Due to the COVID-19 pandemic, several countries implemented flight restrictions or immigration control measures that made it impossible for many Hong Kong residents to get home. Some were stranded in places rarely heard of.
That is why the Assistance to Hong Kong Residents 24-hour Hotline (852) 1868 - operated by the Immigration Department - has been used by thousands of people as their way out since January.
Race against time
Senior Immigration Officer Leung Hing-wah and his colleagues have been working tirelessly since the pandemic began. They have one particular goal in mind: bringing Hong Kong residents home safely.
The unit has received more than 15,700 requests for assistance via phone calls and emails as at June 24. During its peak time, more than 400 cases were recorded in an hour.
“Whenever we receive a request for help, we have to contact the Chinese Embassy or related institutions in that country to comprehend the latest epidemic situation. At the same time, we reach out to different bureaus to see if we can arrange flights to bring back stranded residents,” Mr Leung explained.
“If we are not able to evacuate them in a short period of time, we have to see what we can do to help them there.”
Leung Hing-wah joined the department’s Assistance to Hong Kong Residents Unit in 2016. Since then, he has participated in different large-scale rescues in Japan that include the earthquakes in Kumamoto and Hokkaido as well as the aftermath brought by Typhoon Jebi.

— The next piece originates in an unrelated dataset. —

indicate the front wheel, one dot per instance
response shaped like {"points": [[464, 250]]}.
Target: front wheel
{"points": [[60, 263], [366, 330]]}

With previous rescue experience under his belt, Mr Leung played an integral role in the operation to bring home Hong Kong residents stranded on the Diamond Princess cruise ship in Japan.

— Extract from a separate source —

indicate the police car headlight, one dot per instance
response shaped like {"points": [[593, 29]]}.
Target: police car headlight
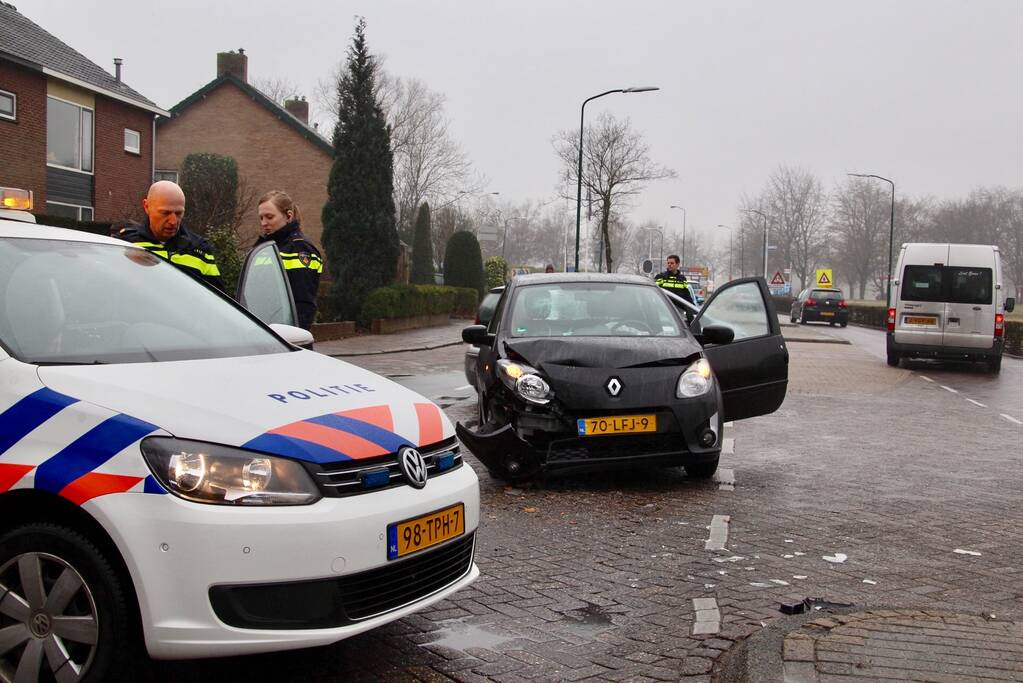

“It was a different challenge handling stranded Hong Kong people when I was in Japan. I helped to solve lots of problems - from getting them suitable food to communication issues. More importantly, I was able to provide emotional support after I gained more perspective by walking in their shoes.”
He added that this was the most memorable operation for him so far.
Three chartered flights were arranged and eventually brought around 200 people home. Some rescued passengers were so grateful that they presented a plaque dedicated to the unit and praised the Government’s efforts in helping them.
Apart from Japan, the department also co-ordinated flights for Hong Kong residents stranded in places like Wuhan, Peru, Morocco, India, Pakistan, Nepal and Bangladesh.
In order to run these operations smoothly, personnel at the Immigration Headquarters are equally important.
They have to take care of every detail, like providing information on how and when to get to the airport and arranging transport for Hong Kong people.
Given the COVID-19 workload has been so massive, the department had to set up a special command centre on another floor of the headquarters to add more staff.
Chief Immigration Officer Kwong Wai-yin said at least 500 people were deployed to the unit - in addition to the 26 authorised personnel - to help answer phone calls, reply to emails or work abroad.
A similar arrangement was in place for the Great East Japan Earthquake that stuck Japan in March, 2011, she recalled, but the number of people involved is much higher this time because of the unprecedented pandemic situation.
“As the supervisor of this unit, I am especially grateful for each colleague who works here. Without a concerted effort, it would be impossible to solve all the problems we face effectively.”
During the epidemic, Ms Kwong noticed that the channels through which to seek help have advanced a lot from a decade ago.
“Smart phones were not popular back then, but they are everywhere nowadays. We are now studying the possibility of using various phone applications, special emails or communication software for Hong Kong citizens to contact us, apart from making international direct dialling calls down the road.”
She hopes that by utilising the latest technology, the unit will be able to keep up with the pace and at the same time ensure the department assists everyone who needs help.